A media tarde, el hombre se sienta ante su escritorio, coge una hoja de papel en blanco, la pone en la máquina y comienza a escribir. La frase inicial le sale enseguida. La segunda también. Entre la segunda y la tercera hay unos segundos de duda.
Llena una página, saca la hoja del carro de la máquina y la deja a un lado, con la cara en blanco hacia arriba. A esta primera hoja agrega otra, y luego otra. De vez en cuando relee lo que ha escrito, tacha palabras, cambia el orden de otras dentro de las frases, elimina párrafos, tira hojas enteras a la papelera. De golpe retira la máquina, coge la pila de hojas escritas, la vuelve del derecho y con un bolígrafo tacha, cambia, añade, suprime. Coloca la pila de hojas corregidas a la derecha, vuelve a acercarse a la máquina y reescribe la historia de principio a fin. Una vez ha acabado, vuelve a corregirla a mano y a reescribirla a máquina. Ya entrada la noche la relee por enésima vez. Es un cuento. Le gusta mucho. Tanto, que llora de alegría. Es feliz. Tal vez sea el mejor cuento que ha escrito nunca. Le parece casi perfecto. Casi, porque le falta el título. Cuando encuentre el título adecuado será un cuento inmejorable. Medita qué título ponerle. Se le ocurre uno. Lo escribe en una hoja a ver qué le parece. No acaba de funcionar. Bien mirado, no funciona en absoluto. Lo tacha. Piensa otro. Cuando lo relee también lo tacha.
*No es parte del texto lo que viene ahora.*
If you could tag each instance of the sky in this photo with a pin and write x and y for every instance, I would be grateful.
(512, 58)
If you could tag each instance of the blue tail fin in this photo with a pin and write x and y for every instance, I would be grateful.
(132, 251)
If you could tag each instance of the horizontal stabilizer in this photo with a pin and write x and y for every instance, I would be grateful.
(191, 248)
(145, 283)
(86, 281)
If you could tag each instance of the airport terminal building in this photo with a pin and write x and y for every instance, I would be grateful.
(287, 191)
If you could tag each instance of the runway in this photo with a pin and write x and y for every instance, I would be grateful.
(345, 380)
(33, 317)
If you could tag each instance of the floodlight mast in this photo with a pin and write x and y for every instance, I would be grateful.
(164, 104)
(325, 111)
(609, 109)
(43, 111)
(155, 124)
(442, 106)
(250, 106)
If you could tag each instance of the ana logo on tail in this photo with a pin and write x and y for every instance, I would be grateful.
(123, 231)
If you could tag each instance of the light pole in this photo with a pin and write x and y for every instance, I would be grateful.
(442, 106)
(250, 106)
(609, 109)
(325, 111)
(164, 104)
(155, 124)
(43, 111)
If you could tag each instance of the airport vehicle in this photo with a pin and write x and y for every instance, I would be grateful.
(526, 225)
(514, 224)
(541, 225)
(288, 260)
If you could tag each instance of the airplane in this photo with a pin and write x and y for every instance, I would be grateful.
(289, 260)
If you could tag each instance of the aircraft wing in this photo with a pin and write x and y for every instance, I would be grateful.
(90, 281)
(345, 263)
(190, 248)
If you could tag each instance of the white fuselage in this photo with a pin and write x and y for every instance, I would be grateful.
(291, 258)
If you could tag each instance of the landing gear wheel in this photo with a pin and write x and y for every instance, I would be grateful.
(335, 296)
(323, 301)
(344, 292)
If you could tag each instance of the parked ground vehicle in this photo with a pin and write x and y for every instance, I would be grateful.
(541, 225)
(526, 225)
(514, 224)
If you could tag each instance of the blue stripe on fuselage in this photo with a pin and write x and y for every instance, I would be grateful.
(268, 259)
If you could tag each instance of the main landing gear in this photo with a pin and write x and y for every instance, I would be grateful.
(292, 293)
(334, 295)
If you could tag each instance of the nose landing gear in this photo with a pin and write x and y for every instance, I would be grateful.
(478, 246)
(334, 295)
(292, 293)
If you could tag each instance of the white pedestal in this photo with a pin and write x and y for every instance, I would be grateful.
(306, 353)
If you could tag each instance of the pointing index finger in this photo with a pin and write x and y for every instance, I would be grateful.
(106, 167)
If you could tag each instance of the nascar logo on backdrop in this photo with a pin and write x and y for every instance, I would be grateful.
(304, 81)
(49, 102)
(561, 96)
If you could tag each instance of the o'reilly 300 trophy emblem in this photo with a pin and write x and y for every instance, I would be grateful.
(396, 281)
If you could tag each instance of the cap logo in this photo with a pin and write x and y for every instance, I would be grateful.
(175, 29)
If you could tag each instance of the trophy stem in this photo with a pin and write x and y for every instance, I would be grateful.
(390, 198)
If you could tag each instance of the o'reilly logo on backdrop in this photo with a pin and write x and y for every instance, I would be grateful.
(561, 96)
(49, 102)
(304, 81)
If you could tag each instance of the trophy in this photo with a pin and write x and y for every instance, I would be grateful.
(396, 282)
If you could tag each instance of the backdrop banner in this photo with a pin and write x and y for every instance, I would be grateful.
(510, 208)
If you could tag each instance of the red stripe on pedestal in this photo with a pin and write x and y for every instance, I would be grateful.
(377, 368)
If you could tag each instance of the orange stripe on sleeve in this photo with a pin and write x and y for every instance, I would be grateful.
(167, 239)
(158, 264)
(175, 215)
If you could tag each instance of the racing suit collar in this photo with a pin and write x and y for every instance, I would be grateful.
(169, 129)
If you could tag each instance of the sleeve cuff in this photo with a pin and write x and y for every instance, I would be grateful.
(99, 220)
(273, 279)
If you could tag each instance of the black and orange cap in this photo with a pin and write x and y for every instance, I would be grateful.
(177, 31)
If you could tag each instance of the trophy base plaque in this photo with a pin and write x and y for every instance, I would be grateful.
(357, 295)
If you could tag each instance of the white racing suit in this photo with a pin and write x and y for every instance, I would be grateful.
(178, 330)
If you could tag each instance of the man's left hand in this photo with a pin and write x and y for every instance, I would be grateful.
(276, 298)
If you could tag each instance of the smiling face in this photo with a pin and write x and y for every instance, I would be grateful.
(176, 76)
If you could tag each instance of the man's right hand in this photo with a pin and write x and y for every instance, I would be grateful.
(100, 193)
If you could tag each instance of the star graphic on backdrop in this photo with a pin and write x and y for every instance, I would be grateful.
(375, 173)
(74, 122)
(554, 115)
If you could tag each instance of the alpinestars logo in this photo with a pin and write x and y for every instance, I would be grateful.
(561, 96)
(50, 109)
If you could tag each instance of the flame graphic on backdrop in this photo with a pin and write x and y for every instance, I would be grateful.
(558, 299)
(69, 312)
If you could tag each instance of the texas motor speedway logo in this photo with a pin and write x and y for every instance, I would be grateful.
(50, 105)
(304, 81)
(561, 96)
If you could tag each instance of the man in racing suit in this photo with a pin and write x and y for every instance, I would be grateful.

Todos los títulos que se le ocurren le destrozan el cuento: o so obvios o hacen caer la historia en un surrealismo que rompe la sencillez. O bien son insensateces que lo echan a perder. Por un momento piensa en ponerle Sin título, pero eso lo estropea todavía más. Piensa en la posibilidad de realmente no ponerle título, y dejar en blanco el espacio que se le reserva. Pero esta solución es la peor de todas: tal vez haya un cuento que no necesite título, pero no es éste; éste necesita uno muy preciso: el título que de cuento casi perfecto, lo convertiría en un cuento perfecto por completo; el mejor que haya escrito nunca.
Al amanecer se da por vencido: no hay ningún título suficientemente perfecto para ese cuento tan perfecto que ningún título es lo bastante bueno para él, lo que impide que sea perfecto del todo. Resignado (y sabiendo que no puede hacer otra cosa), decide titularlo El cuento.
Quim MONZÓ, El porqué de las cosas, Anagrama, Barcelona, 1994.